Using Recollapse as a command-line tool:

```bash
$ recollapse -e 1 -m 1,2,4 -r 10-11 https://legit.example.com
%0ahttps://legit.example.com
%0bhttps://legit.example.com
https%0a://legit.example.com
https%0b://legit.example.com
...

$ echo "a@b.com" | recollapse 
%00a@b.com
%01a@b.com
...

$ echo "<svg/onload=alert(1)>" | recollapse | ffuf -w - -u "https://example.com/?param=FUZZ" -mc 200,403,500
```

Using Recollapse as a library:

```python
from recollapse import Recollapse

recollapse = Recollapse(modes=Recollapse.DEFAULT_MODES,
                        encoding=Recollapse.ENCODING_RAW)
variants = recollapse.generate("<script")
for variant in variants:
    print(variant)
```

---------------

### Resources

This technique was originally presented on [BSidesLisbon 2022](https://bsideslisbon.org/)

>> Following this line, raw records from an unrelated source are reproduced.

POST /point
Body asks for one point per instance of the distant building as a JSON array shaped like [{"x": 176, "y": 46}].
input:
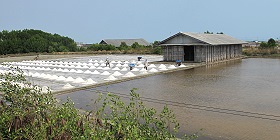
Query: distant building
[
  {"x": 128, "y": 42},
  {"x": 252, "y": 44},
  {"x": 82, "y": 45},
  {"x": 199, "y": 47}
]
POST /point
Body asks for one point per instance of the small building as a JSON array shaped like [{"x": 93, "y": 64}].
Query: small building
[
  {"x": 200, "y": 47},
  {"x": 128, "y": 42}
]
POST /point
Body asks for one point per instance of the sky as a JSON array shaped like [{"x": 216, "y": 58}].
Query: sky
[{"x": 90, "y": 21}]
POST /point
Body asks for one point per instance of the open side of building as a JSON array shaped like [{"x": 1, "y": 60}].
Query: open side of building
[{"x": 199, "y": 47}]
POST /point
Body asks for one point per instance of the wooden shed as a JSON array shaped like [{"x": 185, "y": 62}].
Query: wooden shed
[{"x": 200, "y": 47}]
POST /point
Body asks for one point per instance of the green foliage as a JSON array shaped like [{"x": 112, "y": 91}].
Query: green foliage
[
  {"x": 157, "y": 50},
  {"x": 133, "y": 120},
  {"x": 100, "y": 47},
  {"x": 28, "y": 113},
  {"x": 207, "y": 32},
  {"x": 29, "y": 40}
]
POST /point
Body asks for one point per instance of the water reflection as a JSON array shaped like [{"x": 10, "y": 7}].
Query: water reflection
[{"x": 250, "y": 85}]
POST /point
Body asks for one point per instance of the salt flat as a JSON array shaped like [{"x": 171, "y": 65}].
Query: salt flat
[{"x": 67, "y": 73}]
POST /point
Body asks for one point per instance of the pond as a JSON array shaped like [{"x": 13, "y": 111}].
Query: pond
[{"x": 230, "y": 100}]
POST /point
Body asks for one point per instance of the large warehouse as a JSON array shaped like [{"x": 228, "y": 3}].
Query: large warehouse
[{"x": 200, "y": 47}]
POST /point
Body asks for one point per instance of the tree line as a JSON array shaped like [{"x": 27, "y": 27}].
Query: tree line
[
  {"x": 30, "y": 40},
  {"x": 134, "y": 48}
]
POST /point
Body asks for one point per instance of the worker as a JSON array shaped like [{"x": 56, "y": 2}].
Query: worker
[
  {"x": 107, "y": 62},
  {"x": 146, "y": 64}
]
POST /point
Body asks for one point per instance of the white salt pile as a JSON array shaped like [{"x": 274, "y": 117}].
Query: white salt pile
[
  {"x": 140, "y": 66},
  {"x": 125, "y": 65},
  {"x": 124, "y": 69},
  {"x": 69, "y": 79},
  {"x": 89, "y": 82},
  {"x": 103, "y": 65},
  {"x": 116, "y": 73},
  {"x": 182, "y": 66},
  {"x": 110, "y": 78},
  {"x": 65, "y": 70},
  {"x": 105, "y": 73},
  {"x": 43, "y": 75},
  {"x": 142, "y": 70},
  {"x": 72, "y": 70},
  {"x": 116, "y": 68},
  {"x": 45, "y": 89},
  {"x": 67, "y": 86},
  {"x": 61, "y": 78},
  {"x": 87, "y": 72},
  {"x": 135, "y": 69},
  {"x": 153, "y": 70},
  {"x": 79, "y": 80},
  {"x": 79, "y": 71},
  {"x": 152, "y": 66},
  {"x": 99, "y": 68},
  {"x": 161, "y": 66},
  {"x": 106, "y": 68},
  {"x": 171, "y": 67},
  {"x": 118, "y": 65},
  {"x": 162, "y": 69},
  {"x": 129, "y": 74},
  {"x": 78, "y": 67},
  {"x": 36, "y": 74},
  {"x": 92, "y": 67},
  {"x": 53, "y": 77}
]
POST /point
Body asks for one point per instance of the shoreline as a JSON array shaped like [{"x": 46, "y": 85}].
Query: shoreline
[{"x": 192, "y": 66}]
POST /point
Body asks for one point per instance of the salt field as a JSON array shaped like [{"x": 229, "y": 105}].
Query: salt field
[{"x": 69, "y": 73}]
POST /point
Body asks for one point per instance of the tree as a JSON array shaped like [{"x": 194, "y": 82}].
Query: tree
[
  {"x": 271, "y": 43},
  {"x": 30, "y": 40},
  {"x": 207, "y": 32}
]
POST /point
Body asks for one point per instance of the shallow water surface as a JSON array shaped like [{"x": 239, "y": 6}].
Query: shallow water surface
[{"x": 233, "y": 100}]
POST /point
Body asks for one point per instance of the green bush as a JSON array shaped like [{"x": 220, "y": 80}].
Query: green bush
[{"x": 28, "y": 113}]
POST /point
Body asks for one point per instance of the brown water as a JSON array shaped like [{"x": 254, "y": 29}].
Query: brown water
[{"x": 233, "y": 100}]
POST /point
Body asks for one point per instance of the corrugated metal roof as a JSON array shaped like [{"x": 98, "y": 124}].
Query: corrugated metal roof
[
  {"x": 211, "y": 39},
  {"x": 129, "y": 42}
]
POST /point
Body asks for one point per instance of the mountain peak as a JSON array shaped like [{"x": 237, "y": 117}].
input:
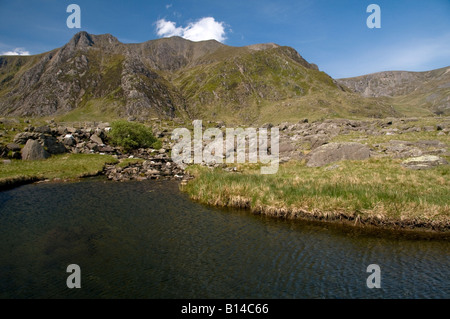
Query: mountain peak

**Blog post**: https://0xacb.com/2022/11/21/recollapse/

**Slides**:

- [nahamcon_2022_eu_till_recollapse.pdf](https://github.com/0xacb/recollapse/blob/main/slides/nahamcon_2022_eu_till_recollapse.pdf)
- [bsideslisbon_2022_till_recollapse.pdf](https://github.com/0xacb/recollapse/blob/main/slides/bsideslisbon_2022_till_recollapse.pdf)

**Videos**:

- [NahamCon 2022 EU](https://www.youtube.com/watch?v=1eLTMKWciic)
- [BSidesLisbon 2022](https://www.youtube.com/watch?v=nb91qhj5cOE)

**Tables**:

- **Normalization table**: https://0xacb.com/normalization_table
- **Case table**: https://0xacb.com/case_table
- **Truncation table**: https://0xacb.com/truncation_table

---------------

**Thanks**

- [@regala_](https://x.com/regala_)
- [@0xz3z4d45](https://x.com/0xz3z4d45)
- [@jllis](https://x.com/jllis)
- [@samwcyo](https://x.com/samwcyo)
- [@yassineaboukir](https://x.com/yassineaboukir)
- [@0xteknogeek](https://x.com/0xteknogeek)
- [@vgpinho](https://github.com/vgpinho)
- [@ryancbarnett](https://x.com/ryancbarnett)
- **BBAC**

and

- [@ethiack](https://x.com/ethiack) team
- [@0xdisturbance](https://x.com/0xdisturbance) team
- [@hacker0x01](https://x.com/hacker0x01) team

---------------

### ⚠ Legal Disclaimer ⚠

This project is made for educational and ethical testing purposes only. Usage of this tool for attacking targets without prior mutual consent is illegal. Developers assume no liability and are not responsible for any misuse or damage caused by this tool.